As espécies estão ameaçadas devido ao tráfico de barbatanas de tubarão, que na Ásia são consideradas uma iguaria e são usadas na medicina tradicional.

A proposta para regulamentar a pesca e o comércio das espécies de tubarões foi a mais debatida na 19ª Conferência (COP19) da Convenção sobre o Comércio Internacional das Espécies de Fauna e Flora Selvagens Ameaçadas de Extinção (CITES).

A decisão foi adotada em plenário, por consenso, no último dia da COP19. Os delegados de 183 países e da União Europeia concordaram na regulamentação da pesca de 54 espécies de tubarões da família ‘Carcharhinidae’ – que inclui espécies como o tubarão-zul (‘Prionace glauca’), conhecido em Portugal também como tintureira e alvo de pesca comercial – e da família ‘Sphyrnidae’, que inclui as várias espécies de tubarão-martelo.

Estes tubarões foram listados no Apêndice II da CITES, que limita estritamente o comércio de certas espécies, por consenso, apesar das reservas do Japão quanto à proteção concedida ao tubarão azul, argumentando que não se trata de uma espécie ameaçada.

O delegado japonês expressou a “profunda preocupação” do seu país com as consequências desta decisão, que foi considerada “prejudicial do ponto de vista social e económico” para os pescadores do Japão.

A proteção destes tubarões, solicitada pela UE e por cerca de 15 países, incluindo o Panamá, foi a decisão mais discutida da cimeira, que começou no passado dia 14.

Ao longo dos debates tornou-se uma medida emblemática da conferência e várias delegações colocaram mesmo nas suas mesas tubarões de peluche.

Shirley Binder, a delegada do Panamá, salientou que os tubarões que serão agora protegidos ao abrigo da CITES representam “aproximadamente 90% do mercado” para barbatanas de tubarão.

Esse mercado, centrado em Hong Kong, vale quase 500 milhões de euros por ano. As barbatanas podem ser vendidas por mil dólares o quilo na Ásia Oriental e são utilizadas para fazer sopas, muito apreciadas na cozinha tradicional chinesa.

A família de raias ‘Rhinobatidae’, conhecidas como peixe-guitarra, e espécies de raias de água doce (‘Potamotrygon’) também beneficiarão da proteção do Apêndice II, algo que foi igualmente decidido por consenso pela CITES.

Estas são espécies que ainda não estão ameaçadas de extinção, mas podem vir a sê-lo se o seu comércio não for rigorosamente controlado. O Apêndice I, por outro lado, proíbe completamente o comércio de certas espécies.

“Este será recordado como o dia em que virámos a maré para evitar a extinção dos tubarões e das raias do mundo”, disse em comunicado a organização não-governamental “Wildlife Conservation Society” (WCS).

Outra organização não-governamental, a IFAW, salientou que os tubarões e as raias são hoje o grupo de espécies mais ameaçado, mesmo mais do que os elefantes e os grandes felinos.

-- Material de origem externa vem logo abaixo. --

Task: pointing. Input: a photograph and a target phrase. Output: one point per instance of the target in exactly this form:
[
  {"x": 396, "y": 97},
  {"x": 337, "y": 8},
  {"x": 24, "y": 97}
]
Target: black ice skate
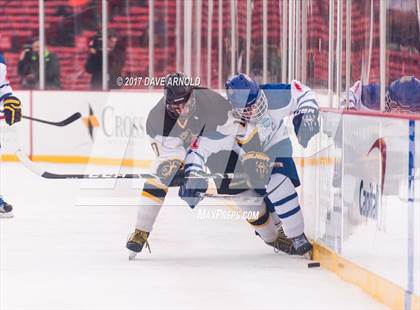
[
  {"x": 282, "y": 243},
  {"x": 5, "y": 209},
  {"x": 136, "y": 242},
  {"x": 301, "y": 245}
]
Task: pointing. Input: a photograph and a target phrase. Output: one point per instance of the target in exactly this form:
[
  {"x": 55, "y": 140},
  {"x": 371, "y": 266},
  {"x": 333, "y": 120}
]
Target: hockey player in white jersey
[
  {"x": 11, "y": 109},
  {"x": 182, "y": 115},
  {"x": 402, "y": 96},
  {"x": 266, "y": 150}
]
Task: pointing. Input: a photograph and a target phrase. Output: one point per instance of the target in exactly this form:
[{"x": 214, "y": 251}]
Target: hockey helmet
[
  {"x": 403, "y": 95},
  {"x": 246, "y": 98},
  {"x": 177, "y": 93}
]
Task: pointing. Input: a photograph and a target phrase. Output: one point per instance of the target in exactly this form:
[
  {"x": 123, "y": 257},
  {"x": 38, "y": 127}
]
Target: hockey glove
[
  {"x": 193, "y": 189},
  {"x": 12, "y": 110},
  {"x": 305, "y": 122},
  {"x": 257, "y": 167}
]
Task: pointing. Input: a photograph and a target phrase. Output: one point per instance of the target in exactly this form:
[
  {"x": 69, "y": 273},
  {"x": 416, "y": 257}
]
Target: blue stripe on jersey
[
  {"x": 284, "y": 200},
  {"x": 300, "y": 97},
  {"x": 214, "y": 135},
  {"x": 5, "y": 96},
  {"x": 290, "y": 213},
  {"x": 195, "y": 153},
  {"x": 309, "y": 100},
  {"x": 278, "y": 95}
]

“A procura internacional pelas suas barbatanas e carne (…) levou a um declínio significativo das suas populações a nível mundial: estima-se que mais de 100 milhões de tubarões são pescados todos os anos, o dobro” do número do que poderia ser razoável para preservar a espécie, disse a organização.

A CITES tem como objetivo assegurar que o comércio de animais e de plantas não põe em risco a existência dessas espécies em estado selvagem. Atribui diferentes graus de proteção a cerca de 5.800 espécies de animais e 33.000 espécies de plantas. Consoante o tipo de proteção estão nos anexos I, II ou III, sendo o primeiro anexo o que confere mais proteção.